I have been using AI tools, primarily Cursor, every day for almost 2 years and like everyone else, I find myself writing less code and reviewing AI-generated code. By having my AI companion write the code, I've lost something I used to hold near and dear: the intimate familiarity of the codebase.

Writing code manually created understanding as a side effect. With AI, we are losing that understanding.

Writing code creates understanding

In the past, onboarding as a new developer to a project usually followed this timeline:

  • Week 0 - 1: Setting up the project to run locally
  • Weeks 1 - 2: Fixing small defects or working on easy first issues
  • Weeks 2 - 3: Implementing small features that span a handful of files
  • Weeks 4 and beyond: Implementing features that span across the full stack of the project

I learned the most about a project during the first few weeks of onboarding. It gave me the opportunity to update outdated project setup documentation. I got to learn about the build system, what services and libraries are being used, and how everything is wired together. I began to understand the history of why things were done the way they are.

I began working on simple first issues once I had the project running locally. Those issues allow me to understand the codebase through bug fixes or small enhancements. As I navigate through the codebase, I learn how it's structured, how the code flows, and I make note of things I don't fully understand. I start adding console log statements to debug the root cause and within a few minutes, I have 15 files open. Completing these first issues gives me a sense of accomplishment. That sense of accomplishment does not come from fixing the bugs, which I might have seen in the past.
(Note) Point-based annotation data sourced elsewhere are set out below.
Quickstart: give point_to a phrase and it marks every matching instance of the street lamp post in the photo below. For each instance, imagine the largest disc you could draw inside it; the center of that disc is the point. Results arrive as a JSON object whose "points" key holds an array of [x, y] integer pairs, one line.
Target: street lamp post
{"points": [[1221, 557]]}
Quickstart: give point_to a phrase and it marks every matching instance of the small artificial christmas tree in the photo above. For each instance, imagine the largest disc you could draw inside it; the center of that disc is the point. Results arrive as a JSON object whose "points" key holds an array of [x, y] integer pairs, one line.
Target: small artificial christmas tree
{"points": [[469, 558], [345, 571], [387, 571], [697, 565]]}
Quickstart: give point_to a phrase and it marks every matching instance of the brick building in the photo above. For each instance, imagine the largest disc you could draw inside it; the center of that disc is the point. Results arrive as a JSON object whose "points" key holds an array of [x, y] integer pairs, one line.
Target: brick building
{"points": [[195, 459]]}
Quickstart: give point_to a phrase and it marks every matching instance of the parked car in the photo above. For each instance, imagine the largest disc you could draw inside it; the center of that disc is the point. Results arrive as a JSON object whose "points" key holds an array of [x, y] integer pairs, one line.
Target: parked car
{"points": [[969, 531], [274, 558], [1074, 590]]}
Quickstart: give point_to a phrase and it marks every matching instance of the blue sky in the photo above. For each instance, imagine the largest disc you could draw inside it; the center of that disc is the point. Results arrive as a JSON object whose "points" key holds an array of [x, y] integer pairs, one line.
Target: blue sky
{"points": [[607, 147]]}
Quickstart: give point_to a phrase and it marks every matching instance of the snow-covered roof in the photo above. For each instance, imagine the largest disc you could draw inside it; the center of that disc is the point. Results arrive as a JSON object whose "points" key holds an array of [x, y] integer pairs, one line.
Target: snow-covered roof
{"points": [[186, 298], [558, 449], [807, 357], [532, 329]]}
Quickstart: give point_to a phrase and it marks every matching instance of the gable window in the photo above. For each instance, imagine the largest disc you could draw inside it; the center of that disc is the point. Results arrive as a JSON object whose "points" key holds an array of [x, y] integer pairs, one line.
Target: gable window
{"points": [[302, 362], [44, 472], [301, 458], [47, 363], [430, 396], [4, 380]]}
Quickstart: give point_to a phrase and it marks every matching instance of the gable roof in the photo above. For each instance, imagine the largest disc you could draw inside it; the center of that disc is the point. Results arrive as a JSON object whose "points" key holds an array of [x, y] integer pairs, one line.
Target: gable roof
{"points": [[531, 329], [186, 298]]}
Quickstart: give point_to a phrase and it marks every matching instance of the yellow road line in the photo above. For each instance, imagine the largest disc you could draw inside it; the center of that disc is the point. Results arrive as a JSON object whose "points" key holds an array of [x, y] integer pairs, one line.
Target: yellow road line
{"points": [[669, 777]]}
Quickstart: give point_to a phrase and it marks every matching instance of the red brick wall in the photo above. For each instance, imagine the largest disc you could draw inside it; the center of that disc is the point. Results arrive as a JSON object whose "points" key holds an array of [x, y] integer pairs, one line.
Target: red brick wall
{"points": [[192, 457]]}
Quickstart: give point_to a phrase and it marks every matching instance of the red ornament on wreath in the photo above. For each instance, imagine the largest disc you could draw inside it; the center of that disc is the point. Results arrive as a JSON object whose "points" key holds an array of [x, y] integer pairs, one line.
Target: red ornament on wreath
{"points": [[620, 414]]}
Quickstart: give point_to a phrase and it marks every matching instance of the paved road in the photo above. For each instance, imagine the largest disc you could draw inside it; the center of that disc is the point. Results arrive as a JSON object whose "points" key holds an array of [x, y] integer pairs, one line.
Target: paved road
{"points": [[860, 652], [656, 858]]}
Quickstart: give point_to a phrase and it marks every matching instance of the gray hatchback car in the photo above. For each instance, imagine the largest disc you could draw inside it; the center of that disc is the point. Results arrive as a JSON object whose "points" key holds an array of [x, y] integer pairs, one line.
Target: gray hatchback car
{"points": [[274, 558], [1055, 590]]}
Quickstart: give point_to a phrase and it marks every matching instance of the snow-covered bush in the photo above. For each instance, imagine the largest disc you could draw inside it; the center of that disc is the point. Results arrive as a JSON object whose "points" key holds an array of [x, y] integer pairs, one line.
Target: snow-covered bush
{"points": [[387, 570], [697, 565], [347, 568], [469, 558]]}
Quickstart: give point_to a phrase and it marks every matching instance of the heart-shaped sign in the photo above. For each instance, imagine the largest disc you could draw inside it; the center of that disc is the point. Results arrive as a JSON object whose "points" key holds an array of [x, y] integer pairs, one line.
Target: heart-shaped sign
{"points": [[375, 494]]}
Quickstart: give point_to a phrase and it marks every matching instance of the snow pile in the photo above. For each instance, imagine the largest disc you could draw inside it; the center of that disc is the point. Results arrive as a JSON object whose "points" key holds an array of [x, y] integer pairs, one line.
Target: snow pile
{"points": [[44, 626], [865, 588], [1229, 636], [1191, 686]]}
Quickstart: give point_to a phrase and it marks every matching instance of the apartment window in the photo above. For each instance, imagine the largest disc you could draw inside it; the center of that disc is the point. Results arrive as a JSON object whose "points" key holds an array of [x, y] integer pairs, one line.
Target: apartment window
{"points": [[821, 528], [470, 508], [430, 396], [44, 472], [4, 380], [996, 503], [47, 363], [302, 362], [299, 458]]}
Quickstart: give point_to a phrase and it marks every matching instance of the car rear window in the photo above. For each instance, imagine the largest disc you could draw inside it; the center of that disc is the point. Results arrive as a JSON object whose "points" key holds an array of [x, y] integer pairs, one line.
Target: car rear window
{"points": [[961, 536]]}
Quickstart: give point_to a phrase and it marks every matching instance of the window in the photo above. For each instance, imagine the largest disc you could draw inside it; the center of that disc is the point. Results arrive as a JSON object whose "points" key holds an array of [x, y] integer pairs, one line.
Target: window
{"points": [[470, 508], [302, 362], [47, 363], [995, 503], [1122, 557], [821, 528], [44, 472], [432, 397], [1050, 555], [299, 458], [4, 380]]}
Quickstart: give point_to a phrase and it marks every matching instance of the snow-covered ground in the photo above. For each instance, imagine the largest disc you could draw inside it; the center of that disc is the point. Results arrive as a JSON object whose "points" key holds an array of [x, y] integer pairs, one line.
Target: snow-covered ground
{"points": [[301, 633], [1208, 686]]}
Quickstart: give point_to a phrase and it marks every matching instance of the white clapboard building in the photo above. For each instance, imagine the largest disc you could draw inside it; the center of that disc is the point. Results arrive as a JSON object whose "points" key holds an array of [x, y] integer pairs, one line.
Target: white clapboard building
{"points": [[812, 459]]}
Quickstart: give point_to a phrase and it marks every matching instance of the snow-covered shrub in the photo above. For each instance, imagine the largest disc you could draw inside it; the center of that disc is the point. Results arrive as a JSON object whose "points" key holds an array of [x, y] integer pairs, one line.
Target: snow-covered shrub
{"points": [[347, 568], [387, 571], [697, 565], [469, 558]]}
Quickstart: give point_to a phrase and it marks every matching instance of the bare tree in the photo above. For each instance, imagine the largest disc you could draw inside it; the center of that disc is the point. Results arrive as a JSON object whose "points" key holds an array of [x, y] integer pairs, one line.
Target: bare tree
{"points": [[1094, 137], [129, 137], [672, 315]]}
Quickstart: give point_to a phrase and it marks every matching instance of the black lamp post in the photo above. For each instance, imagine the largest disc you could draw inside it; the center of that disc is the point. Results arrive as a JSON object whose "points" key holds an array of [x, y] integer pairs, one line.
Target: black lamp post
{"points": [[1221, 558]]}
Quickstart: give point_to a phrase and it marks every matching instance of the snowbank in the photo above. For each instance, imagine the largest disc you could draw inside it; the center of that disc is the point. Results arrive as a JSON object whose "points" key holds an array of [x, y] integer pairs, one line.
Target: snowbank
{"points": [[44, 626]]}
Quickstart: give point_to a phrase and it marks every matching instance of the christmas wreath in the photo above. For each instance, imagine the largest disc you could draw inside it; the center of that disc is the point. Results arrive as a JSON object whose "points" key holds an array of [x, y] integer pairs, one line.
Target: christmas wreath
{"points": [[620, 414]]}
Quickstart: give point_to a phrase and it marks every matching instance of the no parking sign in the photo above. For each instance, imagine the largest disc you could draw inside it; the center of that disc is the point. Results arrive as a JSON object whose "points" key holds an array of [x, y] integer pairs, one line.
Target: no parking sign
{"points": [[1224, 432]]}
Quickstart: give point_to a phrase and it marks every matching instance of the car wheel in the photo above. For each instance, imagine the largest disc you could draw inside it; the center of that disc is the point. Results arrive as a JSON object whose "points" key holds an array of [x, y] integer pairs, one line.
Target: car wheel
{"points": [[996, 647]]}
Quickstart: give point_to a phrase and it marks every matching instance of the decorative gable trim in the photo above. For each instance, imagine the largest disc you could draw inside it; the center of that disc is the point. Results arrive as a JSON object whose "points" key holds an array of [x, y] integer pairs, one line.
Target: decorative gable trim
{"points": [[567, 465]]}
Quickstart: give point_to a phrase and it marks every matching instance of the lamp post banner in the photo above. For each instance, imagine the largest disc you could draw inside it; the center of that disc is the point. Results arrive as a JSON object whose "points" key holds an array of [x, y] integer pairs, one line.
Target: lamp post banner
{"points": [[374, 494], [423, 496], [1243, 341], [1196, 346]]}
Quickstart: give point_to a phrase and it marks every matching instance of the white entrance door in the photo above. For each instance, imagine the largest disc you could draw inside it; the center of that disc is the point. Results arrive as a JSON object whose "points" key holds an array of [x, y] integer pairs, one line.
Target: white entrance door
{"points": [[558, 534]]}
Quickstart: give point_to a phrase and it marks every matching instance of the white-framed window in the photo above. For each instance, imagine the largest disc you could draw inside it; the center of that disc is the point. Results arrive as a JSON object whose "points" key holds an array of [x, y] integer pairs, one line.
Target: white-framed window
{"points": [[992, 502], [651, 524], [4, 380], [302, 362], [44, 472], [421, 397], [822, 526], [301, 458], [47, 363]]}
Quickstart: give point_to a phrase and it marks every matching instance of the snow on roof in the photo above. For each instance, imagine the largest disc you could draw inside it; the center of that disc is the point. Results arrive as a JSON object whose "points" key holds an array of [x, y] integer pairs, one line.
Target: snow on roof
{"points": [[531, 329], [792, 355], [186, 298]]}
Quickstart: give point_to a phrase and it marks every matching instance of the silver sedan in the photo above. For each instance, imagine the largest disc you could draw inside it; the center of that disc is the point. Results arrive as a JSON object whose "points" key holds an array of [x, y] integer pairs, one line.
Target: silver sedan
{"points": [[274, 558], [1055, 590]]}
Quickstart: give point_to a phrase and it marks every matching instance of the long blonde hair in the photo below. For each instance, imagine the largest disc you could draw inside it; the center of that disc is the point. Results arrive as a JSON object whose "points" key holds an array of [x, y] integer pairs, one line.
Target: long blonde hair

Instead, it comes from knowing that I was able to dive deep into an unfamiliar codebase, navigate around it to pinpoint the issue.

After I've gained enough understanding, I start anchoring features that span the full stack. Working on those features helps me understand the business domain, how business logic is baked into the code and what the edge cases are. I may forget to take those edge cases into consideration and end up breaking the app (even though the tests might still pass) but it's these mistakes that build a deeper understanding of how the code flows and how modules interact with each other.

The byproduct of being knee-deep in the codebase leads to forming an intimate relationship with it. You get to a point where you and the codebase become one. You refactor the code, improve performance and stability, and you have pride in the code you wrote. When you review a pull request, you immediately sense code smell even though you can't pinpoint it right away. You read a bug work item and know exactly why and where it exists.

Reviewing code doesn't create understanding

I remember my first time using Cursor. I prompted it to make a minor change to a React component. I felt my codebase was desecrated when it directly modified my code. I would've appreciated if Cursor gave me code snippets in chat which I could verify and apply if I agreed. This was due to both a lack of trust in the models and fear of giving up control of the code to AI. Fast forward to today, I'm spending more time in markdown files writing requirements, constraints, examples, and outcomes for my AI agent to go build and review.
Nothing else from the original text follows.